Anneciğime tembihlerdim;
-Anne ne olur beni de kaldır. Ben de tutcam oruç.
Kıyamasa da, bazen kaldırırdı Rahmetli. Nasıl sevinçle otururdum aralarına.
Bazen de bir uyanırdım, herkes yemeğini yemiş, sofrada kimse kalmamış, Annem toparlıyor sofrayı. Ay ne fenaydım, nasıl böberlenirdim. Annem bana böberli derdi, çok fena olduğumdan bana o adı takmış. :-))) Ben nasıl söylenirdim öyle böberli böberli.
-Beni neden kaldırmadınız, ben de tutacaktım oruç...

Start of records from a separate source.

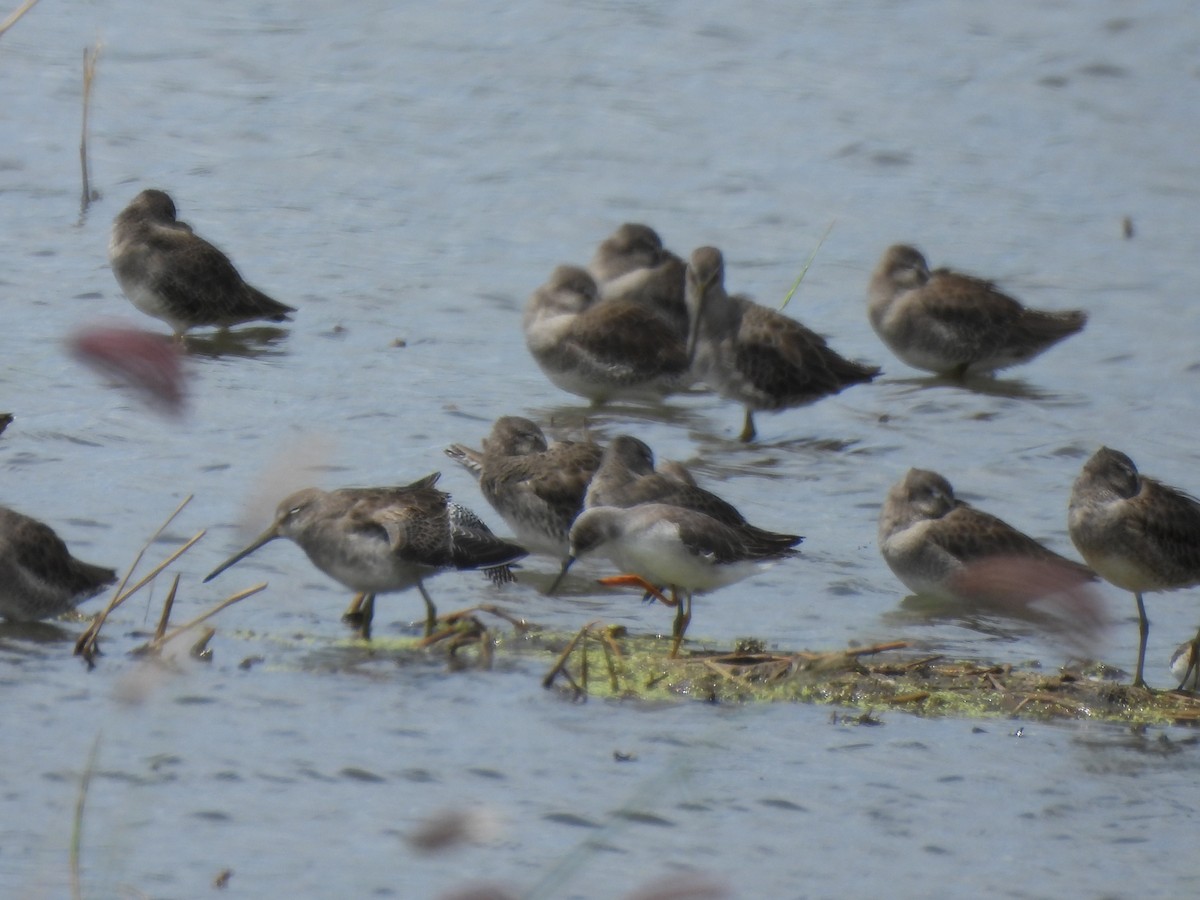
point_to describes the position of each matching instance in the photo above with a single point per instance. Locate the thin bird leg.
(367, 612)
(353, 615)
(637, 581)
(748, 430)
(683, 618)
(1143, 633)
(431, 611)
(1193, 665)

Öyle güzeldi ki Annem, illa bir şeyler yapardı, beni yine sakinleştirirdi.
-Hadi şimdi niyetlen. Derdi. Ben de niyetlenirdim.
Tabii gün uzun ben acıkınca gidiyordum Anneme;
-Eee Anne ama ben acıktım, daha ne kadar var iftara? Rahmetli bana aynen şöyle derdi;
-Sen şimdi ye, sonra yine niyetlen. :-)) Tabii benim aklım ne kadar erecek.
-Eee Anne öyle olur mu?
Annem;
-Olur olur, çocuklar iki kere de niyetlenir. Ben bir güzel karnımı doyururdum. Sonra akşam da iftar sofrasında herkesle beraber orucumu açardım. :-)))

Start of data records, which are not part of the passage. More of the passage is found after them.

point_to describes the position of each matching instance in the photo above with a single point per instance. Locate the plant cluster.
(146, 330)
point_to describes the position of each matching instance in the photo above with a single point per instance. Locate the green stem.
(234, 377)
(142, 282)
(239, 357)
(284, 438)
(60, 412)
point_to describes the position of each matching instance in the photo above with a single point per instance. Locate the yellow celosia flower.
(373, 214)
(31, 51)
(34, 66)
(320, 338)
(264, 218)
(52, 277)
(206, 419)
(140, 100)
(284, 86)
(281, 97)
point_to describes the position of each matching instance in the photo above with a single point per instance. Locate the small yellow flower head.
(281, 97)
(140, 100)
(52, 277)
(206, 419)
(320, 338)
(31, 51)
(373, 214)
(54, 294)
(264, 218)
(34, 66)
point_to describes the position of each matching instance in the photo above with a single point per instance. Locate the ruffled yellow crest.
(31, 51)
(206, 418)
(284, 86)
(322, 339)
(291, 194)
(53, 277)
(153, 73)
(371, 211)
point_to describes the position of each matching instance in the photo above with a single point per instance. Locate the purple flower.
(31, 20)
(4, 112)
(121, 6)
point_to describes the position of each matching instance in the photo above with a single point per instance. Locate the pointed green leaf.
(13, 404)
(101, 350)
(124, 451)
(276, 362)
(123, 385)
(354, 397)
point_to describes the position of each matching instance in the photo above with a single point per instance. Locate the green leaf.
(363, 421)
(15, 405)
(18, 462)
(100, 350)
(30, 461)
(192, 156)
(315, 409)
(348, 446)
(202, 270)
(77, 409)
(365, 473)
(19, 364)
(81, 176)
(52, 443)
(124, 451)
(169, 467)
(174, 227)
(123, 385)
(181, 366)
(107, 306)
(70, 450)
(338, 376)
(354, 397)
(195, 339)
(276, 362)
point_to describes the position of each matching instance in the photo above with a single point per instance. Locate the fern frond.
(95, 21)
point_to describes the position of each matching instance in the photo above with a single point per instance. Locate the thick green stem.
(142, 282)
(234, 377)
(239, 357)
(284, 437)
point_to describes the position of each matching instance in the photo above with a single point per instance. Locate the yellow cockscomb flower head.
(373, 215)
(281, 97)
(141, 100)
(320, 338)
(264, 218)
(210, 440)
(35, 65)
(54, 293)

Her Ramazan bunlar gelir hep aklıma. Hiç unutulur mu?
Benim çocukluğumda mübarek Ramazan kış aylarına denk geliyordu. Bazen davulcuyu beklerdik, ikinci katta sokağa bakan bir penceremiz vardı. Lapa lapa kar yağıyordu, sırtında uzun paltosu, yüzü görünmüyordu, nasıl sarılmış adamcağız. Davuluna vura vura geçip gitti sokak lambasının o aydınlattığı karanlıkta.

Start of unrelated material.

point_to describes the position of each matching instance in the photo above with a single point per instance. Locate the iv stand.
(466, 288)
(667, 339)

Ramazanın yarısına doğru bahşiş için bizim bahçeye girerdi. O zamanlar zaten bahçe kapısını kilitlemiyorduk. (Daha kötü insanlar yoktu bizim oralarda.) Adam açar girerdi dış kapıyı. Ama nasıl yankı yapıyordu davulun sesi bahçemizde. Bizim odanın camları zangır zangır titrerdi vurdukça. İlla bahşişi biz vermek isterdik. Babam kardeşimle bana pay ederdi paraları... Biz de uzatırdık camdan sevinç içinde. Davulcu amca manilerini yanık yanık okurdu.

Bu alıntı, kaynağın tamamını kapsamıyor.